3 Reasons Why God Cares What You Believe

Updated: Apr 23, 2020

“It doesn’t matter what you believe. What matters is what you do.”

This statement sums up the feelings of a growing number of people. And to some degree I agree. If you truly believe something it should be reflected in your actions. But, the belief that what you believe doesn’t actually matter can be downright dangerous. While there are logical and practical reasons for this, I want to focus on just three reasons from Scripture. God really does care what you believe. Here’s why.


  1. Faith is God’s greatest concern about you.

Almost universally, people believe that the Christian God is primarily concerned about behavior, what we do. While we can see how this understanding could develop, a careful reading of Scripture shows that God is actually more concerned about your faith. Faith is the one thing the Bible says you must have in order to please God. (Hebrews 11:6) When the people asked Jesus what they needed to do to perform the work God required, Jesus replied, “This is the work of God, that you believe in him whom he has sent” (John 6:29).


Faith, like love or fear, requires an object. You can’t have faith generically; you must have faith in something or someone. And that object of your faith is vitally important.


I’m a Chicago Bears fan. (I know, pity me.) I might sit down in front of the TV on a Sunday afternoon to watch the game and say, “I have faith that the Bears will win!” The obvious object of my faith is the Bears team. My faith isn’t generically in the game of football itself, it’s in my favored team.


In the same way, my faith is in the God who is described in the Bible. I can have faith in a god other than the one described in the Bible, but that is not the Christian God. That’s a different God. And the God of the Bible cares about that.


2. God wants to be known for who he really is.

Imagine I told you that I loved my wife. “She’s the best wife in the world,” I say. Your obvious response might be, “Oh? What’s she like?”


“Well,” I say, “she’s just wonderful. She has short blonde hair, blue eyes, and the cutest Southern accent you’ve ever heard. She has a PhD in physics, a black belt in karate, and she drives NASCAR on weekends.”


If you’ve ever met my wife, you know that she is none of those things. She is the best wife in the world; and I do love her dearly, but not because any of the descriptors above are true. In fact, she has long brown hair, hazel eyes, and the cutest Chicago accent you’ve ever heard. She has amazing gifts of hospitality and service, cooks incredible meals, and is a bigger Chicago Bears fan than I am.


So, if say I love my wife, but when I think of her my mind is filled with images that aren’t anything like her, who do I really love?

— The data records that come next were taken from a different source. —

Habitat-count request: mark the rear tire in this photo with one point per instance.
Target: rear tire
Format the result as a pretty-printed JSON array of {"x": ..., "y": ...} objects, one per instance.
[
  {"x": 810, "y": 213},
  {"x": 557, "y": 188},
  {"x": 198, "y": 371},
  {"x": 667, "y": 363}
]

The same is true in our relationship with God. God cares what we believe about him, because it either accurately reflects him or it doesn’t. So, for instance, if I say I believe in him, but that he would never punish the guilty, I’m actually believing in some other so called god.. (Numbers 14:18)


3. God wants a genuine relationship with you.

It’s easy to forget that God’s purpose is to reconcile us to himself so that we can be in relationship together. (2 Corinthians 5:19) We get so wrapped up in the do’s and don’ts that we forget God wants us to know him.


I can’t know someone if I don’t know anything about them. In fact, knowing about a person precedes knowing them. I know some things about George Clooney and Jimmy Carter, but I haven’t met them. If we were at a gathering together, I might know some things about you before I met you: what you look like, what your laugh sounds like, how you sit or stand. Knowing about someone precedes knowing them. And knowing about someone is a major way that we grow in our relationship once we do know that person.


Discovering that my wife thinks washing the dishes is a greater act of love than buying flowers was an important milestone in our relationship. Knowing that fact about her allowed us to grow in our love and intimacy. I could try to show her my love by buying acres of roses, sincerely believing in my heart that she would feel overwhelmed with joy. But, despite my beliefs, she would still be angry that I spent so much money on something destined to die in a few days and that I was so out of tune with her genuine longings.


Does God care about what we do? Of course. But, it won’t matter what we do if we don’t work to understand God as he really is and align our beliefs with those truths.